After several false starts, Peter Jackson’s The Beatles: Get Back, is out. At a shade under eight hours and split into three episodes on Disney Plus, his documentary chronicling the making of the group’s last-released album, Let It Be, is considerably longer than originally envisaged — and all of it is utterly compelling.
The 1969 footage has already passed into pop culture mythology, following the release of Michael Lindsay-Hogg’s 1970 film Let It Be, which exposed the inner dynamics of the group at their lowest point as they wrestled with internal schisms and imminent demise. The surrounding bad vibes caused it to be pulled from circulation in the 1980s.
Jackson’s massively expanded version, artfully restoring the footage and curating it with palpable affection, does not shirk from the confrontations, but recalibrates them. This was no bust-up between four ego-driven and uncaring personalities; it was the fumbling attempts of a group of young men to put their youth behind them. The band had served them spectacularly well, but it was time for the party to end. They had more complicated matters to attend to.
That they managed the transition with this amount of grace is a thing of wonder. A reminder of their task as they sat down on the morning of January 2, 1969: to write 14 new songs, and learn to perform them for a headline-grabbing concert, their first for three years. By the end of the month. While all the time being filmed for a vérité-style documentary.
Why would the greatest pop group of all time put themselves through this? You would need a primer on 1960s cultural over-reach to understand, and that is part of the film’s charm. The Beatles never wanted to change the world, but were surrounded by followers who believed that they could — and should. Here, over the course of that cold January, is how they dealt with that tension in their own, very different, ways.
Paul McCartney is optimistic, dynamic, organising. John Lennon is unserious, and distracted (his new love Yoko Ono is constantly by his side). George Harrison wavers between not-fussed and truculent, while Ringo Starr is mostly pliant, but tired. The first days at Twickenham Studios end with Harrison leaving the group, prompting rigorously self-analytical conversations between the rest of the band.
The most candid of these is captured by a hidden microphone in a café, to which Lennon and McCartney have retreated to have a private discussion. “It’s been a festering wound,” says Lennon of Harrison’s unhappiness. “And yesterday we allowed it to go even deeper, and we didn’t give him any bandages.”
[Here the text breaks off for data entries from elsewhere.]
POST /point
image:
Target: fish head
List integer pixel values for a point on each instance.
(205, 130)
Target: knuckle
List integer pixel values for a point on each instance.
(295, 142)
Harrison returns, and the group move to their studio in Savile Row, what we would today call a safe space. The four begin to whip their songs into shape, revelling in their own attention to detail and the freedom to conduct their conversations in musical, rather than verbal, notation. They spontaneously decide that their return to live performance will be held . . . upstairs.
The rooftop concert, shown in real time in the third episode, is both electrifying, and quaint. The group (with the help of keyboardist Billy Preston) are tight, soulful and hugely enjoying themselves. So are the crowd down below. Three cameras have been stationed on the street to do vox-pops. Cockneys in cloth caps, ladies in pinafores and businessmen in bowler hats deliver their pithy verdicts: “Jolly good.” “Cracking.” “A bloody stupid place to have a concert.”
The arrival of the police is an understated affair. A constable observes that there have been 30 complaints against the greatest pop group of all time playing a free concert. “Surely this isn’t necessary, is it?” he asks the receptionist at Apple Corps. The Beatles evidently agreed, and never played together again. But what a gentle, and beautiful, farewell this was.